Um jogador como ele tem a tendência de querer dominar a mesa, entrar em vários potes baixos e exercer seu jogo agressivo. E isso é ajudado pelo fato de muitas pessoas quererem confrontá-lo, afinal, ele é uma estrela.
Enquanto os holofotes estavam em sua direção, eu estava ali, observando seus showdowns, tentando achar algum padrão de apostas e praticando um jogo tight. Ele percebeu isso. Mas, no poker, temos que sempre estar em um passo à frente, ou um “level” a mais. Quando ele se deu conta disto, eu já estava voltando reraises nele quando a mesa rodava em fold e ele abria raise com quase qualquer mão.
Ter um Top Pro a sua direita lhe dá a chance de ganhar fichas que você não puxaria se ele não estivesse ali. Por exemplo, muita gente pagava um raise dele com jogos mais fracos, mas davam fold diante do reraise de um jogador “tight”. E o alvo dos holofotes (que não queria se envolver em potes grandes) também saía. Mas, já que ele é tão fera, será que não notaria isso? Sim. Assim, eu teria que realmente assumir uma postura tight perante os outros jogadores, e também evitar bater de frente com o ElkY a todo o momento, senão eu entraria na mesma onda daqueles que estavam à mesa para perder no longo prazo jogando contra um top.
Eu me lembro de uma hora em que tinha um jogador que entrava sempre de limp na posição 2, e o Elky, na posição 7, sempre aumentava para ganhar em uma continuation bet. Isso aconteceu três vezes. Na quarta, olhei para minhas cartas, vi um J-Q e voltei reraise.

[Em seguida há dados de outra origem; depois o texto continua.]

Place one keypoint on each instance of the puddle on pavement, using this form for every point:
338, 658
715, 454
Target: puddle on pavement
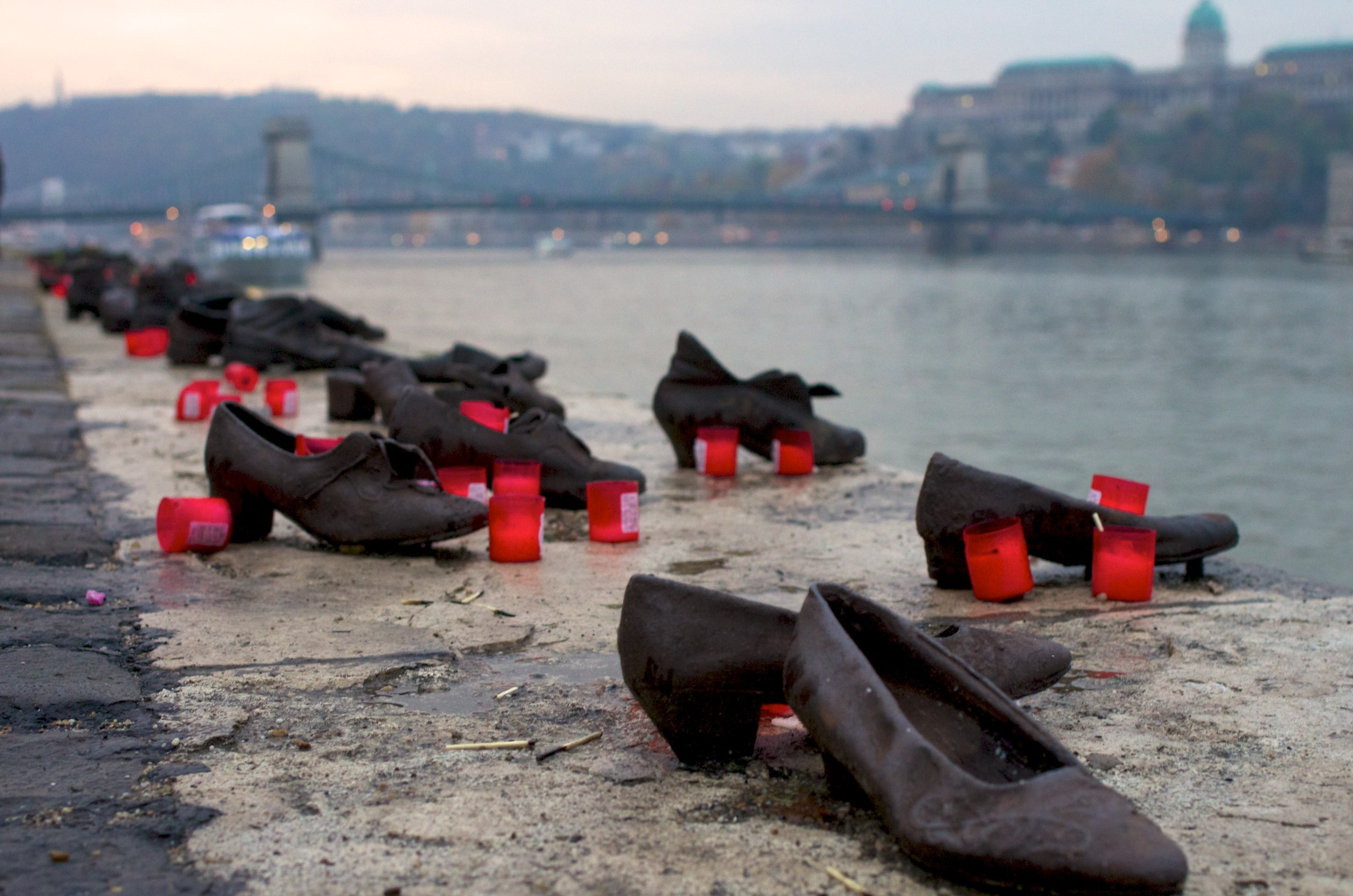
483, 677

A mão não importava, minha intenção era levar o pote ali mesmo. Imagine um torneio que comeca com 4.500 fichas (não era das melhores a estrutura do evento, mesmo sendo a WSOP), com blinds em 50-100, um jogador passivo dá limp de 100 e um agressivo dispara 325. Pronto, o pote já tinha ido para 555, mais de 10% do meu stack! Aumentei para 850 e não tive tempo nem de olhar para frente direito: os dois deram fold rapidinho.
Nessa brincadeira, quase dobrei meu stack inicial sem showdown. Mas é preciso lembrar-se de alguns fatores que tornam vantajoso jogar contra uma estrela para ganhar algumas fichas a mais:
– ele deve estar altamente participativo
– você deve estar com uma imagem tight
– você não deve banalizar a jogada, pois ele entenderá sua tática e se ajustará a ela
– outros jogadores apenas querem dar call no superstar, mas não querem confrontar reraises de jogadores “anônimos”
– não se atole na jogada, pois tecnicamente se trata de um resteal, então a ideia é levar a mão ali mesmo
Como você pode notar, não é a força da sua mão que importa aqui, mas sim a oportunidade. Por exemplo: ele sempre aumenta de determinada posição quando a mesa roda em fold. Obviamente, ele pode estar recebendo jogos bons, mas isso é improvável.
O fato de uma estrela estar presente na sua mesa realmente muda todo o cenário. Ele é o foco. Mas não se esqueça de que você também tem personalidade e de que seu jogo não pode mudar muito por causa disso – você deve apenas adaptar-se à situação. Se quisermos ser estrelas do poker também, devemos ter sempre um arsenal de jogadas, afinal, não estamos aqui para ser coadjuvantes. As fichas são nossas, não deles.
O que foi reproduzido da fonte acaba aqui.